From observing students during the preceding days, I will use this independent practice as a formative assessment.  I will group students based on the teaching schedule who need more practice or other ways of learning the material in order to be successful. 


Below is what I really hoped and THOUGHT we would get to.  We did not have time at all!  I have been surprised at my students lack of number sense. As a result. I slowed the lesson pacing down. Today's worksheet was done mostly whole group.  Students independently completed side 1, but struggled more with side 2.  They are very reluctant to draw a place value chart... almost as if they think it's bad or wrong to use a pictorial or visual representation. I will be emphasizing this much more in the next few lessons. 

Students will spend the rest of this class time practicing multiplying and dividing whole numbers by 10, adding commas to numbers in order to read and write correctly, and work on naming a number with tens, hundreds and thousands. Students will rotate with their partner through three stations. 

Station 1- Correct Commas

Station 2 - Show what you know at the whiteboard

Station 3 - Number Name Match 

Check out this lesson to see when WE DID get to play these games and rotate through stations.


I want students to use a place value chart because so many of my students think of place value as simply naming the place a digit is at.  In fourth grade I want my students to understand the concept of ten times more than and ten times less than. I want them to see how the digits move to the left every time they multiply by 10, rather than simply adding a zero onto the end of their original number. The place value chart allows students to use pictures if needed as well. Students can draw 2 circles in the hundreds place to represent two hundred and then draw two more circles TEN times to see what is happening to those two hundreds when they multiply by 10.

Place value plays a critical role throughout the grades in the development of computation strategies. For example:

364 + 347

  • Break the addends into hundreds, tens, and ones, then combine the parts: 300 + 300 = 600, 60 + 40 = 100, 4 + 7 = 11, 600 + 100 + 11 = 711
  • Transform the problem into an equivalent problem that uses landmark numbers: 364 + 347 = 361 + 350 = (350 + 11 + 350) = 700 + 11 = 711

24 x 21

  • Break one of the numbers into 10's and 1's and multiply the other number by each of these parts: 21 x 24 = (10 x 24) + (10 x 24) + (1 x 24) = 240 + 240 + 24 = 504
  • Change one factor to a landmark number, then adjust: 24 x 21 = (25 x 21) - (1 x 21) 20 x 25 = 500, so 21 x 25 = 525, 525 - 21 = 504

All these strategies rely on knowledge of place value: understanding how numbers are composed of tens and multiples of tens, knowing the place of a number in the number sequence, knowing the relationships of numbers in the problem to landmark numbers, understanding how landmark numbers behave when they are added or multiplied.

Student debrief - Wrap Up

10 minutes

Since the independent practice was done mostly whole group, I choose not to do any exit ticket or homework for today's lesson.
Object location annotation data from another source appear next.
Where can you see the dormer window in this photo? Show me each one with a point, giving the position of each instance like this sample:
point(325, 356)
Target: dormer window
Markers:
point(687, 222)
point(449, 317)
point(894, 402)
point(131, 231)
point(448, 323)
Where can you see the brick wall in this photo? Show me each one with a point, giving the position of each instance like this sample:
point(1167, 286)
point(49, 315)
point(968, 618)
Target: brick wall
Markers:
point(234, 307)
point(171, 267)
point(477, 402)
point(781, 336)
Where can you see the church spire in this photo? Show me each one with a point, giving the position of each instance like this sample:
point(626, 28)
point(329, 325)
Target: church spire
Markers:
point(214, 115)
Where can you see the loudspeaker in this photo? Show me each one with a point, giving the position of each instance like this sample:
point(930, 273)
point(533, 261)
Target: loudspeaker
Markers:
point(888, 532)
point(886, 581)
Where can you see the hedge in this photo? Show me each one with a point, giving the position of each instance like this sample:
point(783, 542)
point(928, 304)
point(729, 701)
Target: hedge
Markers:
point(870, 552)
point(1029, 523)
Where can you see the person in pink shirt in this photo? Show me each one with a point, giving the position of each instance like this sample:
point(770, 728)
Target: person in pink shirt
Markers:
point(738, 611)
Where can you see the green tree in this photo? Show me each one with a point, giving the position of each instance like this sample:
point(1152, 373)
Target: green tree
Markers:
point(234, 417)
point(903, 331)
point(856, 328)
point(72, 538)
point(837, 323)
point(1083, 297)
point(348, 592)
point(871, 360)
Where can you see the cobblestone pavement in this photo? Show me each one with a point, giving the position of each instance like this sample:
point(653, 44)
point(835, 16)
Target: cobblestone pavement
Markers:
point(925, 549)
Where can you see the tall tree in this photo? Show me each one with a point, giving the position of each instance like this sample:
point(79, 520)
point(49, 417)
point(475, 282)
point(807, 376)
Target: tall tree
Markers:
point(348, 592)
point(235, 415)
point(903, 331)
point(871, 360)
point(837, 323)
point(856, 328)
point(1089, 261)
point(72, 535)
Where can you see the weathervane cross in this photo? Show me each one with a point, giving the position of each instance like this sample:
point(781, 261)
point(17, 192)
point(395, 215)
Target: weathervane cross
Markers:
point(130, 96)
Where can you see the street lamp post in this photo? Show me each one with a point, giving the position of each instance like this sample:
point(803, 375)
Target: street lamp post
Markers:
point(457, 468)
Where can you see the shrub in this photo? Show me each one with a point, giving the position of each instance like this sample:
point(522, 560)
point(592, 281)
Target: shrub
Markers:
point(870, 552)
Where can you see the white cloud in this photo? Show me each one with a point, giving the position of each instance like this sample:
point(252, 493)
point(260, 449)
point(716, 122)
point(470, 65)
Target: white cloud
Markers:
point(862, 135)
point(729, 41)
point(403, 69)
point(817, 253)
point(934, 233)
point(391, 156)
I still feel my students need more practice and the ability to gain confidence in their skills. One student that is struggling did have an "ah - ha" moment today which is always so gratifying as a teacher. She told me that her favorite thing she did today was math.  While she is not yet where I want her to be in terms of place value knowledge, hearing those words and her willingness to grow and learn from her mistakes was worth all the frustrations the lesson had brought me earlier.

As a debrief, I modeled similar problems to the independent practice.  I had one student share her solutions. She chose to use tallies in her place value chart rather than circles (dots) or numbers. She pointed out to all of us that it got very confusing to see when she bundled a ten.  This kind of self awareness and reflection from students is very positive to see and hear. I modeled using the place value chart as an effective tool for conceptualizing what is happening when you have 20 hundreds and add 11 more hundreds to it and similar problems.